I was the oldest child in my family and graduated from a rural high school where most students who attended college (fewer than half, I think) stayed close to home. I took the SAT once (if SAT prep existed back then, I hadn't heard of it), I applied to one college really far away (about two hours), I handwrote one essay (I wonder if anyone proofed it for me...I remember doing it last minute), and I never stepped foot in the door of the admission office at my college. I did meet with a coach and knew two alums, all of whom I liked, so that sealed the deal for me. Fortunately, I was admitted Early Decision and the rest is history.
That I wasn't following "the rules" of the admission process was lost on me, and probably on my family. I was admitted to my top choice college, I got the financial aid I needed, and off I went. I often wonder what I would have done if I didn't get in to my dream school. I'd like to think I would have been sad for about a day, refocused my energy in a new direction, and found another dream.
It wasn't until I arrived at college that I realized that my preparation and approach to the process, as well as my background, were so different than many of my peers. I was exposed to a whole new world—academically, culturally, socially, socioeconomically. It many ways it was exciting; in others it was difficult and overwhelming. More than anything, it was humbling. I was grateful for my parents' small town values, their belief that good things happen to those who work hard, and their lack of cynicism (or, perhaps, knowledge) about what is sometimes perceived as the college admission game. I learned about Shakespeare and calculus, soccer and pottery, who were my friends (and who weren't), how to stand up for myself, and how to talk and walk backwards at once (yep, you guessed, that's where it all started).

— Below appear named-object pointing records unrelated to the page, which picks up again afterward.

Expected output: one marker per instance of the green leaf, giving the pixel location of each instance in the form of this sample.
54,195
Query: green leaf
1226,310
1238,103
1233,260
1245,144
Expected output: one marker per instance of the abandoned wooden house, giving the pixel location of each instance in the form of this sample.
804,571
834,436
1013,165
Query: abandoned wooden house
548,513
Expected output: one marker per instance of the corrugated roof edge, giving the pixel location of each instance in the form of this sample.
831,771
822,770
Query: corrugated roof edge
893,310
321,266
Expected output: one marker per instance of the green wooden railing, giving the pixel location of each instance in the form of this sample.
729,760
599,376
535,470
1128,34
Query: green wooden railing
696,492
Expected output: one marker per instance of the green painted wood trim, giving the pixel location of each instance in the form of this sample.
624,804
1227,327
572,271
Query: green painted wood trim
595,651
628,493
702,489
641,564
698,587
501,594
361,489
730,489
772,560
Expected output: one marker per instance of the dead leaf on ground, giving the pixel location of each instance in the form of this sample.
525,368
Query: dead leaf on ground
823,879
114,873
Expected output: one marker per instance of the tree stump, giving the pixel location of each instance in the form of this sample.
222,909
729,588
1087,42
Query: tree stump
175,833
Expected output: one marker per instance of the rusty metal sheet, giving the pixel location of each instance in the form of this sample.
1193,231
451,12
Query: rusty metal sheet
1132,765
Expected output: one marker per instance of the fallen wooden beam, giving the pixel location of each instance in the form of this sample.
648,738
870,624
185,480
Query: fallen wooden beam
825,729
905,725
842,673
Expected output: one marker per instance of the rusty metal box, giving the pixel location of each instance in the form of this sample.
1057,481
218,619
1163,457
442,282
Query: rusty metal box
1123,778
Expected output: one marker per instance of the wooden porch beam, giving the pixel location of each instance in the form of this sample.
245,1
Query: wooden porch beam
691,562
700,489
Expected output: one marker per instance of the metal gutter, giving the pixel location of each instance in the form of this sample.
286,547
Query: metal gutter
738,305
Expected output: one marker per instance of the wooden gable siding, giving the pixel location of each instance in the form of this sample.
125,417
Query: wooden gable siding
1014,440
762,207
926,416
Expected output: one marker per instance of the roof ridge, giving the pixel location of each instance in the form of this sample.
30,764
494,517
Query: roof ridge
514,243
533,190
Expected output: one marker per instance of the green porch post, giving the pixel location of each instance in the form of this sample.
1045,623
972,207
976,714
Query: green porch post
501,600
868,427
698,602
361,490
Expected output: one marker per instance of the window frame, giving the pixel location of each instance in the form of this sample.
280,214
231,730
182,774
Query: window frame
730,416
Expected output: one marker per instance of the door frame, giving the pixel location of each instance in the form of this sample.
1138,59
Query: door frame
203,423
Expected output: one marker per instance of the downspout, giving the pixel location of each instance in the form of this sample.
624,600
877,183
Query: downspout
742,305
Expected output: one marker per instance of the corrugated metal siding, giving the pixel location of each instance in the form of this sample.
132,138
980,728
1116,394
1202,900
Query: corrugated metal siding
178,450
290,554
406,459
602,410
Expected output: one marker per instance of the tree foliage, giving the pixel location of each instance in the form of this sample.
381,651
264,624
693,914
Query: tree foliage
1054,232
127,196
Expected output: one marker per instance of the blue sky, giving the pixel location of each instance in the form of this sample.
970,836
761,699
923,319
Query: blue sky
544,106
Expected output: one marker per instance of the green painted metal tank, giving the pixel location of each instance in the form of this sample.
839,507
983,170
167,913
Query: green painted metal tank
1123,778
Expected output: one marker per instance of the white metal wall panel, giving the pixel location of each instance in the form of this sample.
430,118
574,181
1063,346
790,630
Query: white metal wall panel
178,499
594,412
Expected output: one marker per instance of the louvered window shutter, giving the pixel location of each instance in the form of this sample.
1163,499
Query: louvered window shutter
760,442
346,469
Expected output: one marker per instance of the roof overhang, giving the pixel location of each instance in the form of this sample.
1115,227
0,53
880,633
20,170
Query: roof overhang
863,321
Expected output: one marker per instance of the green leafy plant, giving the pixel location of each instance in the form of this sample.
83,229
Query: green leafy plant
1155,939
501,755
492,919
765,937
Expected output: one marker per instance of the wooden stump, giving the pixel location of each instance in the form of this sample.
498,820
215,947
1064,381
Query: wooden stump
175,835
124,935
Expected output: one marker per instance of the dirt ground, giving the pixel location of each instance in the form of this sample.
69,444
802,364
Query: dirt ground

Especially in my current role at Hamilton, I value the fresh perspective and approach of families going through the college search process with their children for the first time. While it might seem intimidating, or even feel burdensome at times, I actually view their innocence as a blessing. Approaching each task, challenge or hurdle with little knowledge of the potential barriers or obstacles might just make it easier to get to the other side. And I like to think that Hamilton's special interest in students who are the first in their family to attend college contributes to making the process less nerve-racking.